Our study had several limitations. Firstly, the prevalence of ALK rearrangement was low (4%) with only 28 ALK‐positive patients. Consequently, this limited the statistical power of the research. Analysis with a larger population and a more sensitive ALK testing schema (e.g., the combined use of immunohistochemistry and FISH) is warranted in future studies. Secondly, the results of treatments administered after locoregional recurrence or distant metastasis were not analyzed. Nevertheless, the current study objective was to investigate the role of driver mutation as a prognostic marker, not as a predictive marker. Thirdly, the eighth edition of the lung cancer staging system was not investigated. The study population comprised patients who had undergone surgery by the end of December 2013, prior to its implementation. Therefore, it was not feasible to obtain staging information based on this classification. Nevertheless, the solid portion size of adenocarcinomas was measured at CT as a substitute for the invasive component,9 a T factor in the eighth staging system. Fourthly, driver mutations other than EGFR and ALK were not included in this study. Patients with wild‐type constitute a heterogeneous group, and this includes true wild‐type and several other uninvestigated driver mutations (e.g., KRAS, MET, and ROS1). Fifthly, patient performance status (e.g., Zubrod or Eastern Cooperative Oncology Group scale) was not investigated, which is a well‐known prognostic indicator.39 Unfortunately, patient performance status was not recorded for a number of patients in the EMRs, and as a result could not be utilized in this study. However, we assume that the participants’ performance may have been acceptable to a certain level for general anesthesia and lung resection in this surgical cohort.

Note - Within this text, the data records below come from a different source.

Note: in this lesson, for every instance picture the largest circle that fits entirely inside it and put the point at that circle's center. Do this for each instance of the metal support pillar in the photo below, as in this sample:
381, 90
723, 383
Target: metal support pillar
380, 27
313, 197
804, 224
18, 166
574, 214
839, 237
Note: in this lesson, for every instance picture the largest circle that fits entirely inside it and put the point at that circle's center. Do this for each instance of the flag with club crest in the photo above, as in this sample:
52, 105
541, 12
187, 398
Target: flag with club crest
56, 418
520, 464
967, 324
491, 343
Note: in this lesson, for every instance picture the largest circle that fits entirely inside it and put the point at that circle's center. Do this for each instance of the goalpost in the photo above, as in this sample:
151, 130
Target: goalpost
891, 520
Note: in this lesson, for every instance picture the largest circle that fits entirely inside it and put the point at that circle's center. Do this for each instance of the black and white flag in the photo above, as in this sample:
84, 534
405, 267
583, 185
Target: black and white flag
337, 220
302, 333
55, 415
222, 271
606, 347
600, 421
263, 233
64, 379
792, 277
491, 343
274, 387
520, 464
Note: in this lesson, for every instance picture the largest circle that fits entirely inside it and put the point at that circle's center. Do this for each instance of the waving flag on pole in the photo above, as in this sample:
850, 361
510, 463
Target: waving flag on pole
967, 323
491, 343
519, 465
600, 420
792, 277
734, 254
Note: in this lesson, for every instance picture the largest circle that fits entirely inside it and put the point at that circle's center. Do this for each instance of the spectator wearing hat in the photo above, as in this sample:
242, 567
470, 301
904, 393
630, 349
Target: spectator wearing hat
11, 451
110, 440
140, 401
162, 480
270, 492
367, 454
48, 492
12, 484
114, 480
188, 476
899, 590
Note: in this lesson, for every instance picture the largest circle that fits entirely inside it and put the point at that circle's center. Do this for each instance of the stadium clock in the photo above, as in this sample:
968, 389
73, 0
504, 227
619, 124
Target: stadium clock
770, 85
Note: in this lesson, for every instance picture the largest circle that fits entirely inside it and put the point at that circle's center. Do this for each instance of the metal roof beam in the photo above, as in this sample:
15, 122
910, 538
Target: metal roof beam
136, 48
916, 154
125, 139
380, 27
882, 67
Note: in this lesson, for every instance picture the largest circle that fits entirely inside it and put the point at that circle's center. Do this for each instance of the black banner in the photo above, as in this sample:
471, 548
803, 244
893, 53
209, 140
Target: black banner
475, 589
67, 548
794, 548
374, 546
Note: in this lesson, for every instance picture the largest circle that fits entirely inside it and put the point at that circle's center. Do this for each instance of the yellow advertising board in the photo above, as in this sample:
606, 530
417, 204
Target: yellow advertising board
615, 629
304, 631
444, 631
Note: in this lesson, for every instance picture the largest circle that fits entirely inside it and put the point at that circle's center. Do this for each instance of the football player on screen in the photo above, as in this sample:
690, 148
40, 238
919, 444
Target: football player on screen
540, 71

In conclusion, EGFR mutation was demonstrated to be an independent favorable prognostic factor for the long‐term outcomes (OS) of patients with resected adenocarcinomas in the present study. The favorable prognostic effect was observed to reduce gradually in elderly patients. By contrast, ALK rearrangement was not associated with survival.

Disclosure

Activities related to the present article: none. Activities not related to the present article: H.K. received a research grant from Lunit Inc. (Seoul, South Korea).